相談内容
管理しているマンションの入り口に防犯カメラを設置しており、マンションへ入ってくる不審者等がいないか確認できるようにしているのですが、防犯カメラに入居者のマナー違反行為が録画されていました。例えば、チラシなどのごみをエントランスに放置したり、ゴミ出しのマナーが守られていない行為などです。
これらの行為について防犯カメラの画像を付けて改善を求めたり、契約違反であるとして解除することが可能となるのでしょうか?
回答
近年、エントランスなどに防犯カメラを設置しているマンションが増えているものと思われます。東京都では、「東京都安全・安心まちづくり条例」に基づき定められている指針によれば、共用出入口や共用廊下などには、防犯カメラを設置することが勧められており、防犯カメラを活用することが想定されています。
では、録画された映像については、録画した管理者が自由に利用してもよいものでしょうか。録画された人物からすれば、プライバシー侵害であるとの反論を受けることが想定されます。この反論は、過去の判例でも、私人であっても、承諾なしにみだりにその容貌・姿態を撮影されない自由が保障されていると考えられており、あながち無視できるものではありません。
そもそも、防犯カメラの設置が推奨されている背景には、あくまでも犯罪の防止を目的とした設置が勧められているにすぎません。
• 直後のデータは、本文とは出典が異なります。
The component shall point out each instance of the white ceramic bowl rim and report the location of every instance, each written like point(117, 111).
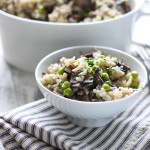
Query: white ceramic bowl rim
point(84, 102)
point(73, 24)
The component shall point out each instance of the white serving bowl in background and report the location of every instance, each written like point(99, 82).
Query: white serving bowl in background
point(25, 42)
point(90, 114)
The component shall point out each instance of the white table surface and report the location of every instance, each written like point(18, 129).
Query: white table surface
point(18, 87)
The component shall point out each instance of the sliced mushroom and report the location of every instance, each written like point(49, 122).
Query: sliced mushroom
point(85, 5)
point(89, 79)
point(123, 67)
point(73, 77)
point(89, 55)
point(124, 6)
point(77, 85)
point(83, 97)
point(98, 77)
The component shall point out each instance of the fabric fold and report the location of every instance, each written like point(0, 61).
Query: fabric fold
point(40, 126)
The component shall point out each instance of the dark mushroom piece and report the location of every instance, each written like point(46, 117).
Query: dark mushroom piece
point(73, 77)
point(57, 93)
point(77, 85)
point(123, 67)
point(113, 87)
point(81, 96)
point(85, 5)
point(71, 67)
point(98, 77)
point(125, 7)
point(89, 79)
point(88, 55)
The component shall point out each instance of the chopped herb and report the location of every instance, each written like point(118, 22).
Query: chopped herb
point(108, 82)
point(41, 10)
point(85, 14)
point(68, 92)
point(103, 57)
point(88, 69)
point(61, 71)
point(94, 67)
point(89, 61)
point(110, 69)
point(134, 84)
point(134, 74)
point(65, 85)
point(106, 87)
point(79, 75)
point(105, 76)
point(99, 6)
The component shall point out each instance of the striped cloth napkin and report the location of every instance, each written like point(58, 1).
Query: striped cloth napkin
point(40, 126)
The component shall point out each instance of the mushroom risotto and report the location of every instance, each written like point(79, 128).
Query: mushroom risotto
point(67, 11)
point(92, 77)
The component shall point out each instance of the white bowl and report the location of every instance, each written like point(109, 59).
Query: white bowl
point(25, 39)
point(90, 114)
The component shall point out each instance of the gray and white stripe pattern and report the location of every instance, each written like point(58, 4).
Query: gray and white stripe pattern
point(40, 126)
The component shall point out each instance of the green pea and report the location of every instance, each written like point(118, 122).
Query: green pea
point(79, 75)
point(105, 76)
point(61, 71)
point(68, 92)
point(41, 10)
point(106, 87)
point(65, 85)
point(134, 74)
point(85, 15)
point(134, 84)
point(94, 67)
point(108, 82)
point(110, 69)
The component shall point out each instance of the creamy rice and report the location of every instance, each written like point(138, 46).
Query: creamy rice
point(91, 77)
point(66, 11)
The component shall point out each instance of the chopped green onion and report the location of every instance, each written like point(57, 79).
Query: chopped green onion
point(103, 57)
point(106, 87)
point(68, 92)
point(105, 76)
point(88, 69)
point(61, 71)
point(89, 61)
point(65, 85)
point(134, 84)
point(108, 82)
point(110, 69)
point(94, 67)
point(85, 14)
point(79, 75)
point(41, 10)
point(134, 74)
point(99, 6)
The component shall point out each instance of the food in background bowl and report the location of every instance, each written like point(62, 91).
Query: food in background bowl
point(91, 77)
point(66, 10)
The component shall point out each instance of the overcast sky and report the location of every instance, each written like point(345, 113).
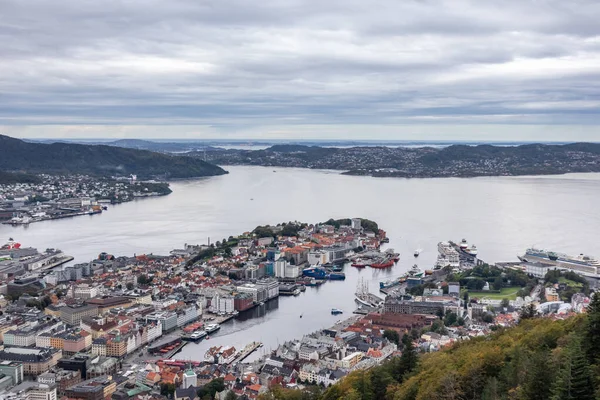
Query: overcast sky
point(410, 69)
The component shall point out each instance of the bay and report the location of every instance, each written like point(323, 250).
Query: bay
point(501, 215)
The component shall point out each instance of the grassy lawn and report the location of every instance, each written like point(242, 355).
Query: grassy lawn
point(569, 282)
point(509, 293)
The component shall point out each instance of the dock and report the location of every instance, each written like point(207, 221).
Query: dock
point(243, 354)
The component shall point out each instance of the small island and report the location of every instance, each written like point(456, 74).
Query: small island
point(422, 162)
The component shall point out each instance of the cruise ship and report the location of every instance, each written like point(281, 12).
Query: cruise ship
point(448, 256)
point(364, 299)
point(582, 264)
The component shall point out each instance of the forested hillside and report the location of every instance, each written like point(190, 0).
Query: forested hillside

冒頭でご紹介した指針では、①防犯カメラの画像から知り得た情報の漏えいの禁止、第三者提供の禁止、盗難紛失防止の措置等について運用基準を定めることに加えて②明確かつ適切な方法で、防犯カメラを設置している旨を表示することが求められています。設置した防犯カメラの映像を第三者が知り得る状況に置くことは勿論、防犯以外の目的で利用することは、写った人物のプライバシーの侵害となり得ます。
マナー違反の改善を求めることは問題ないと思われますが、これに防犯カメラの映像から人物を特定することや当該特定の人物のみに注意することは、防犯カメラの目的外利用となり得ます。また、契約解除をするためには、単なる契約違反ではない信頼関係の破壊が必要であるところ、ご相談内容の行為では、一方的な解除は困難ではないかと考えられます。